CLIENT
International Space Federation
year
2025
role
Creative Direction, UX, Front End Design
The International Space Federation is a research organization working at the frontier of energy and gravity science — bringing together physicists, academics, investors, and innovators. Their previous site was built in the early 2010s and reflected it: a blog-centric structure, design conventions from a different era, and a visual presentation that made it hard for anyone outside the academic community to understand why this work mattered. The core problem wasn't cosmetic. ISF was struggling to build credibility beyond the physics community — which affected their ability to attract the investors and non-academic partners the work needed to advance. The site needed to do something their existing presence couldn't: make people feel the significance of what was being researched, not just describe it.
Design Inspiration
Horizon inspiration for gradients used on the site
In thinking about design references, I was brought back to what "space" represents: the logic of darkness. Using black and deep gray as primary backgrounds, which shifts the register from informational to immersive. You're not reading about space. You're in it. The experience I wanted to create was closer to science fiction in its sense of scale and intrigue than to an academic website. Not in a way that was dishonest about the work, but in a way that communicated that what ISF is researching is genuinely extraordinary. The site architecture was rebuilt to support that: nine navigation items collapsed to five, the homepage rebuilt around a single clear introduction to the organization, and the content strategy shifted away from blog posts toward research papers and institutional assets that actually build credibility with serious audiences.
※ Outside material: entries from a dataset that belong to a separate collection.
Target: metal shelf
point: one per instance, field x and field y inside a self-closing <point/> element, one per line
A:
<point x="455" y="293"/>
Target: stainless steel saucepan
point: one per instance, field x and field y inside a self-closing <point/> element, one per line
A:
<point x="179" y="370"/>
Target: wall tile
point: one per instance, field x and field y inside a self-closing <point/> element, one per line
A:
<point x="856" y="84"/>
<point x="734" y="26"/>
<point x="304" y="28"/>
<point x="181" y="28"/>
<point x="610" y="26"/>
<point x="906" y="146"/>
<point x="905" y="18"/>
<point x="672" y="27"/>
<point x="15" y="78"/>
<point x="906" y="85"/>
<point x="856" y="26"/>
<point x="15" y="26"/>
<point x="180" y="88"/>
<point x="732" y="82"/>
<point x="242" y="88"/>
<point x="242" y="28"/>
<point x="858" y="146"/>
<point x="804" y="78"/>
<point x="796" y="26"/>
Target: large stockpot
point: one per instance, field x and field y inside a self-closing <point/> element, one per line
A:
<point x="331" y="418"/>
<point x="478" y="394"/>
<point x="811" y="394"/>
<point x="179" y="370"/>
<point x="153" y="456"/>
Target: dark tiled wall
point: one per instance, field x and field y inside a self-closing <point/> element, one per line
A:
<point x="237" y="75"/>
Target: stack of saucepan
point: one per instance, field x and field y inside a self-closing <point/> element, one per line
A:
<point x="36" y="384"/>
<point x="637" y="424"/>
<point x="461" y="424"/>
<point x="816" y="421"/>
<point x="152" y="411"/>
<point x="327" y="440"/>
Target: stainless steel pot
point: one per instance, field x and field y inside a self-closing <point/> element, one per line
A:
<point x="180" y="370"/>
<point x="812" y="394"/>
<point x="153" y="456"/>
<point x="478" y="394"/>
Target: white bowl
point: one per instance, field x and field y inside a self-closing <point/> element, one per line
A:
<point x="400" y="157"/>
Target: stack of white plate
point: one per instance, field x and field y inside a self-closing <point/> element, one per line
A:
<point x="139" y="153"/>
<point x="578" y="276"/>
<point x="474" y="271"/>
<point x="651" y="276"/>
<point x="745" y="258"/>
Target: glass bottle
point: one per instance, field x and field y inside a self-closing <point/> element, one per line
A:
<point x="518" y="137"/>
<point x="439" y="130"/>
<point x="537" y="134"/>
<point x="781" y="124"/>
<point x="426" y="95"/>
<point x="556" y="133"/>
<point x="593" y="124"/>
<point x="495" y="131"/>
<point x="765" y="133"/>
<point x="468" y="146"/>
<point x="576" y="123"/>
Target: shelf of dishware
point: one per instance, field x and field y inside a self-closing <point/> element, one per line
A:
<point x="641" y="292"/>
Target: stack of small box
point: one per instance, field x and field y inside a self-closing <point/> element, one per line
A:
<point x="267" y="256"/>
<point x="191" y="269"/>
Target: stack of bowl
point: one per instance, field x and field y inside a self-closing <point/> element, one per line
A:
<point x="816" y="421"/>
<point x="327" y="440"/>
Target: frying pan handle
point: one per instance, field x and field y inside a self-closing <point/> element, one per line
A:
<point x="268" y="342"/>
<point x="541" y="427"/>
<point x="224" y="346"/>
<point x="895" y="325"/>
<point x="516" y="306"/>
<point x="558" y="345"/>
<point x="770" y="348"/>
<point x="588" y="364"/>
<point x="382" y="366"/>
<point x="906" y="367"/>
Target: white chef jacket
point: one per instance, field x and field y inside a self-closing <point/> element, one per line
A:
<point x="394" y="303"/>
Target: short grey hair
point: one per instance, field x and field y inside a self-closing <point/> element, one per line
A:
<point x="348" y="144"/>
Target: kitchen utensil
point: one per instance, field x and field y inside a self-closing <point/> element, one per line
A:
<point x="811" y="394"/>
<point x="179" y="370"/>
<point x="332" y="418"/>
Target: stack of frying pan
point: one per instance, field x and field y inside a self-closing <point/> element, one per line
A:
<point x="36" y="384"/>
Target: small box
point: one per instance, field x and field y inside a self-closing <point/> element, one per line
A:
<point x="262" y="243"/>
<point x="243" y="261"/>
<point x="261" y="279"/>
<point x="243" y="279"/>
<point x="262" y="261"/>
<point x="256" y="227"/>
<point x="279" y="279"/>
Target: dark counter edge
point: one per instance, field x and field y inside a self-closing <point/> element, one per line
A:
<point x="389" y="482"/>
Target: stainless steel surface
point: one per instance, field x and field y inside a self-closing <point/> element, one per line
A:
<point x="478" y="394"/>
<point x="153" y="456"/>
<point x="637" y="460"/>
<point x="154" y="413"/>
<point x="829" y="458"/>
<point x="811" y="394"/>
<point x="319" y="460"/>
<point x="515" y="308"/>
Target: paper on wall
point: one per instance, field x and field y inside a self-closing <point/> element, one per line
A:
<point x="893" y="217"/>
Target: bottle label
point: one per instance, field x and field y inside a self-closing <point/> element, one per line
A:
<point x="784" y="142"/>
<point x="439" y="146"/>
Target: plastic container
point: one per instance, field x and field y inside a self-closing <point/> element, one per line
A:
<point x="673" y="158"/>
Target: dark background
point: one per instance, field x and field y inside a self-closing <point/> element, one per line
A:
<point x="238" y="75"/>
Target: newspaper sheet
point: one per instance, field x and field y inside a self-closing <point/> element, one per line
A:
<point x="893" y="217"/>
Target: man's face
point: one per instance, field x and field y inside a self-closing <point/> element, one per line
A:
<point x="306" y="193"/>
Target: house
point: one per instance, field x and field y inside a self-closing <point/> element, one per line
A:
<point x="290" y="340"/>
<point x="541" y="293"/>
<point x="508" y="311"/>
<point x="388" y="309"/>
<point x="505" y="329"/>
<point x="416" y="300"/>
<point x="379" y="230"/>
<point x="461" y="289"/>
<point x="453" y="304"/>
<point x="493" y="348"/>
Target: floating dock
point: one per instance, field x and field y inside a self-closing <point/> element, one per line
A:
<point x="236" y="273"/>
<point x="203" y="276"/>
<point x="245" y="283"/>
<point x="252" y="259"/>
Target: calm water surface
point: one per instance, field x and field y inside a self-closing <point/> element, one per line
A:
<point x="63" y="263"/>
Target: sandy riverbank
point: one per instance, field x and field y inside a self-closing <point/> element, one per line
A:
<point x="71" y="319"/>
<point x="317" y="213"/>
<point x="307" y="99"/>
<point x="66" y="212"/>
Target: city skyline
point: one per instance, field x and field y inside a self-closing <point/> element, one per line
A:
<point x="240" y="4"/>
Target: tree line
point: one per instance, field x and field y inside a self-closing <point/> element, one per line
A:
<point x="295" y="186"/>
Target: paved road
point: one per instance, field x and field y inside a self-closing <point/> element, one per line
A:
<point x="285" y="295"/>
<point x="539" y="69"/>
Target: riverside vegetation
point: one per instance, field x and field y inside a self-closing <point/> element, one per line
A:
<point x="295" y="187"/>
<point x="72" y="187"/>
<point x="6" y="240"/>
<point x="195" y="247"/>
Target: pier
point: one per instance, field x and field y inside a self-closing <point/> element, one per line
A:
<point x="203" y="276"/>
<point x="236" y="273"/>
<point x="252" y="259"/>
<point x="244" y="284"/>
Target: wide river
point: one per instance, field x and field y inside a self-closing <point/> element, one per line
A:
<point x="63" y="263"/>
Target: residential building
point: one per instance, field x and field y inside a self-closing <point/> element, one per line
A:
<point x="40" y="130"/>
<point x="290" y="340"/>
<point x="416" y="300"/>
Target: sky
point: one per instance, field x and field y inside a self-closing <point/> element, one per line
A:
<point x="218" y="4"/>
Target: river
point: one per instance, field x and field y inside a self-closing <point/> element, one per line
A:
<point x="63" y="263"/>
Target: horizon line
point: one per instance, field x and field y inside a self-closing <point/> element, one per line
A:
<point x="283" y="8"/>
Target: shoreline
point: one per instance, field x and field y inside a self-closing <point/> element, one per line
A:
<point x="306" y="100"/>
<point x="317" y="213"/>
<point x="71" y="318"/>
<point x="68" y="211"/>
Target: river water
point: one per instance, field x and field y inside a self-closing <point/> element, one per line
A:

The interaction I'm most satisfied with is the wormhole sequence on the homepage. A video element of a wormhole plays in the background as the user scrolls. At a defined point text appears as the user scrolls, giving the sense that the user has entered the wormhole rather than simply scrolled past it. When the sequence completes, the page releases and normal scrolling resumes. All interaction behaviors — the WebGL effects, the parallax animations, the mouse-responsive depth — were defined by me in Figma and translated into the WordPress build by the front-end developer I collaborated with. The wormhole sequence, the motion logic, the scroll triggers: all of it was specified in the design before a line of code was written. That specificity is what made the final build match the intent.
Hover interactions
Cards for team members
Rebuilding the navigation from nine items to five sounds like a small decision. In practice it was the clearest signal that the entire project was working, because it required ISF to agree that some of what they had built their site around was getting in the way of what they were trying to communicate. That kind of structural clarity is harder to arrive at than a visual direction.